Vu la procédure suivante :
Par une requête et un mémoire en réplique, enregistrés les 9 mars 2022 et 6 avril 2023, Mme A B, représentée par Me Gomar, demande au tribunal :
1°) d'annuler la décision du 10 février 2022 par laquelle le Groupe hospitalier universitaire Paris psychiatrie et neurosciences a rejeté sa demande préalable indemnitaire ;
2°) de condamner le Groupe hospitalier universitaire Paris psychiatrie et neurosciences à lui verser la somme de 50 000 euros en indemnisation des préjudices, financier et moral, qu'elle estime avoir subis du fait d'une situation de harcèlement moral ;
3°) de mettre à la charge du Groupe hospitalier universitaire Paris psychiatrie et neurosciences une somme de 3 000 euros au titre de l'article L. 761-1 du code de justice administrative ainsi que les entiers dépens.
Elle soutient que :
- elle a été victime d'agissements constitutifs d'harcèlement moral ;
- les préjudices, financier et moral, qui en ont résulté, s'élèvent à 50 000 euros.
Par un mémoire en défense, enregistré le 2 février 2023, le Groupe hospitalier universitaire Paris psychiatrie et neurosciences, représenté par Me Falala, conclut au rejet de la requête et à ce qu'il soit mis à la charge de Mme B une somme de 1 500 euros au titre de l'article L. 761-1 du code de justice administrative.
Il soutient que les moyens soulevés par Mme B ne sont pas fondés.
Par une ordonnance du 29 janvier 2024, la clôture d'instruction a été fixée en dernier lieu au 19 février 2024.
Vu les autres pièces du dossier.
Vu :
- la loi n° 83-634 du 13 juillet 1983 ;
- la loi n° 86-33 du 9 janvier 1986 ;
- le code de justice administrative.
Les parties ont été régulièrement averties du jour de l'audience.

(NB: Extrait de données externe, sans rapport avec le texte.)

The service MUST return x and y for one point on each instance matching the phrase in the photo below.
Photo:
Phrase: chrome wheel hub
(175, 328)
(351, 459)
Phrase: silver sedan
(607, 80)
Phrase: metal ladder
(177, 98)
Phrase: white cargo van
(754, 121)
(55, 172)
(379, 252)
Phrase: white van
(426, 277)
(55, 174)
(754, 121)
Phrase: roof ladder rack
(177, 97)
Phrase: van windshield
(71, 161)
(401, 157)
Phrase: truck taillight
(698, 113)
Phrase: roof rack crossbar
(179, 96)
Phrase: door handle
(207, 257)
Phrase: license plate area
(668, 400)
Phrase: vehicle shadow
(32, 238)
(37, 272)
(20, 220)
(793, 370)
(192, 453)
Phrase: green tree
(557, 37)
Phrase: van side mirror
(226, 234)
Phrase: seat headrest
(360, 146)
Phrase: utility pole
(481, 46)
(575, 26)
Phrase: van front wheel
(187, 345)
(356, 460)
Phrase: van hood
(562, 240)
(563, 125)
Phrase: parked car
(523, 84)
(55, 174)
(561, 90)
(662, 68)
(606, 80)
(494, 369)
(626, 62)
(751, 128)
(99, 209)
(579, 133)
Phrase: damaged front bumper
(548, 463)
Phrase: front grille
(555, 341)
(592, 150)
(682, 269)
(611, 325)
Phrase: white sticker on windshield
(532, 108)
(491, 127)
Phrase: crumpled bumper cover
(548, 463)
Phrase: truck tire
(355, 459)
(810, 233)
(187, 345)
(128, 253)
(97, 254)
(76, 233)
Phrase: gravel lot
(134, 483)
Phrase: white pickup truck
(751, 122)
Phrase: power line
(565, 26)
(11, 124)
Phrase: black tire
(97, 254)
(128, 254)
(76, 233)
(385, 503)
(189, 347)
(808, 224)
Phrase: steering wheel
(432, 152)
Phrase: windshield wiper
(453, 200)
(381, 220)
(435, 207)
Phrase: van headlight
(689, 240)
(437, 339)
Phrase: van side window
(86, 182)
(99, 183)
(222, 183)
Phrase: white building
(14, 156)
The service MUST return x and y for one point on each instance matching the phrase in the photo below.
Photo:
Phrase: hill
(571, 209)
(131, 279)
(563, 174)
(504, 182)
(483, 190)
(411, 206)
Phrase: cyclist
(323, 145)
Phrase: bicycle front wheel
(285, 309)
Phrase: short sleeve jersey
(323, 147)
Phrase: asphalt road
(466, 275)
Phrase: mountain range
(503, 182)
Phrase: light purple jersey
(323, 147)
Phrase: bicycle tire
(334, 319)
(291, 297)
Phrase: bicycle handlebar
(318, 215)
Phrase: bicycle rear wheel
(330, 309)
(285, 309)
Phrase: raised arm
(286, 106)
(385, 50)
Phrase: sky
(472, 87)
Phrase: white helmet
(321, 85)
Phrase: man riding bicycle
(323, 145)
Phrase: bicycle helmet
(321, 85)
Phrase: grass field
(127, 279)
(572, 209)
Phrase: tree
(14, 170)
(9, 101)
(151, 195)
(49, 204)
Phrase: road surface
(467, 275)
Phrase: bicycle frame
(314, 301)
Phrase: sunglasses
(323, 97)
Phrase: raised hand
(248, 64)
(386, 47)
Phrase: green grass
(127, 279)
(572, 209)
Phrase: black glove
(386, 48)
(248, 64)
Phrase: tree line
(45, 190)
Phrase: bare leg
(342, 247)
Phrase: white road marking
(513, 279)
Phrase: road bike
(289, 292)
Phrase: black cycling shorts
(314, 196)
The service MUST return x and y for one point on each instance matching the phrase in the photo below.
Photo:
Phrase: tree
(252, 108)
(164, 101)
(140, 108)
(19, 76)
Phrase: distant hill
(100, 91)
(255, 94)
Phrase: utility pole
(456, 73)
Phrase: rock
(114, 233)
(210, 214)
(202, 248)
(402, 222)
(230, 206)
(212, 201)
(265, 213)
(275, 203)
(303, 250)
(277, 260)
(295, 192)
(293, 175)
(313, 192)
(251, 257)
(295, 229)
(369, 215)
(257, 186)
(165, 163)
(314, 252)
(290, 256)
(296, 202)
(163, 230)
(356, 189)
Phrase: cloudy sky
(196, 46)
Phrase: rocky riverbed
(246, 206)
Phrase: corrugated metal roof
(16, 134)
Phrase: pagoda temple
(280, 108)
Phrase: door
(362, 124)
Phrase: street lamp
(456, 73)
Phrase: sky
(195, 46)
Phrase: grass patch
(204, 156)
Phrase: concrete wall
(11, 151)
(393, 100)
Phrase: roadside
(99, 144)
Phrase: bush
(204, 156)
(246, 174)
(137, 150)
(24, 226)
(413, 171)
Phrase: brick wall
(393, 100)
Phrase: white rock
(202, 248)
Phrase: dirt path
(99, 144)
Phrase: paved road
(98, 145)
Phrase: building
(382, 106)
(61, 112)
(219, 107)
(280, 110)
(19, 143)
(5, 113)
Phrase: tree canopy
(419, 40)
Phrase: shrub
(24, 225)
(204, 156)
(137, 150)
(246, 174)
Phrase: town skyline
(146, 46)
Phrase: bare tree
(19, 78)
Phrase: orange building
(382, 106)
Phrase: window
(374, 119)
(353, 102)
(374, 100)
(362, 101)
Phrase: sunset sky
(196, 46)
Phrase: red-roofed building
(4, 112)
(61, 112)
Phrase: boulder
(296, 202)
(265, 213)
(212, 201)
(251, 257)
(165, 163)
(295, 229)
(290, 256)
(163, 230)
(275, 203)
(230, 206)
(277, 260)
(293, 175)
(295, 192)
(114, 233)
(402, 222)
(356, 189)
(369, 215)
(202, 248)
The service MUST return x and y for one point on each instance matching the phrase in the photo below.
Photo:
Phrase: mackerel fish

Ont été entendus au cours de l'audience publique :
- le rapport de Mme de Saint Chamas,
- les conclusions de M. Lahary, rapporteur public,
- et les observations de Me Falala, représentant le Groupe hospitalier universitaire Paris psychiatrie et neurosciences.
Considérant ce qui suit :
1. Mme B a été recrutée en qualité d'agent contractuel des services hospitaliers à compter du 22 octobre 2002 par le centre hospitalier Sainte-Anne et titularisée le 15 mai 2005. Devenue aide-soignante en 2011 au sein du même établissement, elle a ensuite été titularisée le 1er juillet 2019 dans le corps des moniteurs-éducateurs de la fonction publique hospitalière par le Groupe hospitalier universitaire Paris psychiatrie et neurosciences (GHU) où elle exerçait ses nouvelles fonctions, depuis le 1er janvier 2018, au sein du foyer postcure Lemercier. Par un courrier du 21 janvier 2022, Mme B a saisi le GHU, étant venu aux droits du centre hospitalier Sainte-Anne, d'une demande indemnitaire d'un montant de 50 000 euros à titre d'indemnisation des préjudices, moral et financier, qu'elle estime avoir subis à la suite de faits de harcèlement moral. Par une décision en date du 10 février 2022, le GHU a rejeté cette demande. Par la présente requête, Mme B demande l'annulation de cette décision et la condamnation du GHU à lui verser la somme de 50 000 euros en indemnisation des préjudices, moral et financier, subis.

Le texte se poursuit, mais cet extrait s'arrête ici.